In this example, Node A extends an existing private contract to Nodes C that was initially deployed only between Nodes A and B.

  1. User in node A proposes the extension of the contract, citing node C's Private Transaction Manager(PTM) public keys as private participants of this extension, node C's public Ethereum key as a receiving address of this extension, and node C's PTM public key as the target receiver.
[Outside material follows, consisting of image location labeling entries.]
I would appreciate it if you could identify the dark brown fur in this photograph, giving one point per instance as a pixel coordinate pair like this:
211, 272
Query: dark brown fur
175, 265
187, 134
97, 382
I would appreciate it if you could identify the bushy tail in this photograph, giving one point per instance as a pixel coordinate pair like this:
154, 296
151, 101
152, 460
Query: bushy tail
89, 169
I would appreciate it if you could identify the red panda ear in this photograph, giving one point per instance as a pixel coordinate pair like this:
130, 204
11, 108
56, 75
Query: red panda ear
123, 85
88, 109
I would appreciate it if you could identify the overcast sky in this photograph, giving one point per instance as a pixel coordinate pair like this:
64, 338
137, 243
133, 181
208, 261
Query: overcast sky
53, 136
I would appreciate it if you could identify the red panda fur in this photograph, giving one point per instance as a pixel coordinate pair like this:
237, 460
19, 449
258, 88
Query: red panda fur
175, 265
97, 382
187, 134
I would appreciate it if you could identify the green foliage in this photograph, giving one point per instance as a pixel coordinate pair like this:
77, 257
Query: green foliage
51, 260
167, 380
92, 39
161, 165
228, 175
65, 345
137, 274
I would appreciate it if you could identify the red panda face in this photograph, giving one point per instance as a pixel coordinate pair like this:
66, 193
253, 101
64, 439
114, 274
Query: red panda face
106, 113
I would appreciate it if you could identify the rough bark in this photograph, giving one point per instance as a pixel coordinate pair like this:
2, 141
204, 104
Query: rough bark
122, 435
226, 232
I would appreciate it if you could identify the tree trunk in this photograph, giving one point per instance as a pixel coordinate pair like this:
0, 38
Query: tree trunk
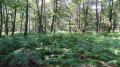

    • 1a - Node A identifies all participants for the contract being extended and creates the extension contract with user given inputs and PTM public keys of all participants.
    • 1b - the private transaction payload is shared with PTMs of participants.
    • 1c - The public state is propagated across all nodes. All participant nodes see an emitted log, and start watching the contract address that emitted the event for subsequent events that may happen. This contract address is the management contract for the extension process. A new management contract is created with each extension.
  2. Node A automatically approves the contract extension by virtue of creating the extension contract. In the approval process:

    • 2a - Node A calls its local Tessera node to encrypt the management contract address.
    • 2b - Node A sends a private transaction to all participants with the encrypted payload from the previous step to generate a random hash for the approval process.
    • 2c - The private transaction is propagated to the Tessera nodes of all participants.
    • 2d - Node A approves the extension with the hash generated (in step 2b).
    • 2e & 2f - Private transaction payload is shared with the Tessera nodes of all participants. Public state is propagated across all nodes.
  3. Since the state sharing does not execute the transactions that generate the state (in order to keep history private), there is no proof that can be provided by the proposer that the state is correct. In order to remedy this, the receiver must accept the proposal for the contract as the proof. In this step, the user of node C, as the receiving address, approves the contract extension using GoQuorum APIs.

    • 3a - Node C calls its local Tessera node to encrypt the management contract address.
    • 3b - Node C sends a private transaction to all participants with the encrypted payload from the previous step to generate a random hash for the approval process.
    • 3c - The private transaction is propagated to the Tessera nodes of all participants.
    • 3d - Node C approves the extension with the hash generated in step 3b.
    • 3e & 3f - Private transaction payload is shared with the Tessera nodes of all participants. Public state is propagated across all nodes.
  4. Node A monitors for acceptance of contract extension by Node C.

    • 4a & 4b - Node A fetches the state of the contract and sends it as a "private transaction" to Node C. It then submits the PTM hash of that state to the contract, including the recipient's PTM public key.
    • 4c - Node A submits a transactions to mark completion of state share. This transaction emits a log that is picked up by the receiver when processing the transaction.
    • 4d & 4e - Private transaction payload is shared with Tessera nodes C. Public state is propagated across all nodes.
  5. Node A & B monitors for state share event.

    • 5a - Upon noticing the state share event as a part of block processing, node A & B update the privacy metadata for the contract being extended. This step is executed only for party protection or private state validation type of contracts.
  6. Node C monitors for state share event.

    • 6a - Upon noticing the state share event as a part of block processing, node C fetches the contract private state data from its local Tessera node.
    • 6b - Node C applies the fetched state to the contract address and becomes party of the private contract.
note

Steps (2a, 2b, 2c) and (3a, 3b. 3c) are required to handle data recovery of transaction manager data.

In original extension design, the node accepting the extension does so by voting with a hash which is generated by sending a private transaction with management contract address as the payload to self.

This hash is further verified at the time of extension to validate the rightful node for extension.

In the event if the node loses its transaction manager and has to recover transactions using resend from other nodes in the network, this self voting transaction is never recoverable.

Subsequently if that node ever recovers the chain then it is never able to process the past contract extension transactions and set state for the private contract.